Continue this until all cells have been processed. At that point the matrix will look like this:

0 0 1

0 0 1

0 0 0

It has two unique basin IDs. We now count how many times each of them occurs, sort those counts in the non-descending order and return.


Time Complexity:

O(n*log(n)).

Populating the sorted map of altitudes takes O(n*log(n)) time.

Processing cells afterwards takes constant time per cell, so O(n) for all cells.

The number of basins is O(n).

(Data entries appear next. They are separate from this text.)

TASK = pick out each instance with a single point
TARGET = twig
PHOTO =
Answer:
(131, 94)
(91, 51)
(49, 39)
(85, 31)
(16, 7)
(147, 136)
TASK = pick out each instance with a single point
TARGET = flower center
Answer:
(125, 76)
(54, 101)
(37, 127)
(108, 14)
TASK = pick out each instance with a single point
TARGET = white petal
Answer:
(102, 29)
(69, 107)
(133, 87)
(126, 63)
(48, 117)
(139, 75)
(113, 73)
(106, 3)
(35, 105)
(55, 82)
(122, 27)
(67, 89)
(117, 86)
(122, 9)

It takes O(n) time to sort their sizes using the Counting Sort algorithm.

Summing up everything we get O(n*log(n)) + O(n) + O(n) = O(n*log(n)).

Auxiliary Space Used:

O(n).

Keeping track of the IDs of the matrix cells takes O(n) space.

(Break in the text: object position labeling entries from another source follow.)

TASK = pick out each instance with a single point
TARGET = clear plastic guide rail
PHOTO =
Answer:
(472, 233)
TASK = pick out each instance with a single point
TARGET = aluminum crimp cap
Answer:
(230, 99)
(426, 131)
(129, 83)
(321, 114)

The sorted map of the altitudes takes O(n) space, too.

The data structure we use for the Counting Sort takes another O(n).

Summing up everything we get O(n) + O(n) + O(n) = O(n).

Space Complexity:

O(n).

Input, auxiliary space used and the output each take O(n) space. Summing them up we get O(n).


3) optimal_solution.cpp

This is an optimized version of the brute force approach. The difference is that here we mark all the cells we passed through while calculating the sink of a particular cell and ignoring any cell already processed.

● Matrix called “basins” is initialized with -1 (unmarked). It will store the basin IDs in the end.

● Iterate over the matrix cells, skip cells already marked. In the loop, call the recursive function get_sink on the current cell and mark the current cell with the ID returned by that function.

● Function get_sink recursively calls itself with the cell the current cell drains to–until we reach a sink or a cell that’s already marked (assigned an ID). It returns the ID of the deepest cell it reached in the recursion:

○ If it’s reached a marked cell, it returns its ID.

○ Else it must be a sink. Mark it with a new unique ID and return that ID.

Consider this input matrix for example:

1 5 2

2 4 7

3 6 9

Initialize the “basins” ID matrix:

-1 -1 -1

-1 -1 -1

-1 -1 -1

(0, 0) with altitude 1 happens to be a sink, so we mark it with 0.

(0, 1) with altitude 5 drains to (0, 0) which is a sink, so we mark it with that sink’s ID, that’s 0.

(0, 2) with altitude 2 happens to be a sink, so we mark it with a new unique ID, that would be 1.

After processing three cells of the first row, the “basins” matrix looks like this:

 0  0  1

-1 -1 -1

-1 -1 -1

We continue processing the rest of the cells like that and end up with “basins” matrix looking like this:

0 0 1

0 0 1

0 0 0

It has two unique basin IDs. We now count how many times each of them occurs, sort those counts in the non-descending order and return.


Time Complexity:

O(n).

Unlike the brute force algorithm, here we won’t process any cell more than once because we mark the cells already processed; and it still takes constant time to process any one cell. Therefore the main processing loop now takes O(n) time.

Counting Sort still takes O(n) time, too.

O(n) + O(n) = O(n).

Auxiliary Space Used:

O(n), same as in the brute force approach.

The matrix with the IDs takes O(n) space.

The recursion stack for the process of calculating the IDs takes O(n), too.

Finally, for the Counting Sort we use another array of size O(n).

O(n) + O(n) + O(n) = O(n).

Space Complexity:

O(n).

Input, auxiliary space used and the output each take O(n) space. Summing them up we get O(n).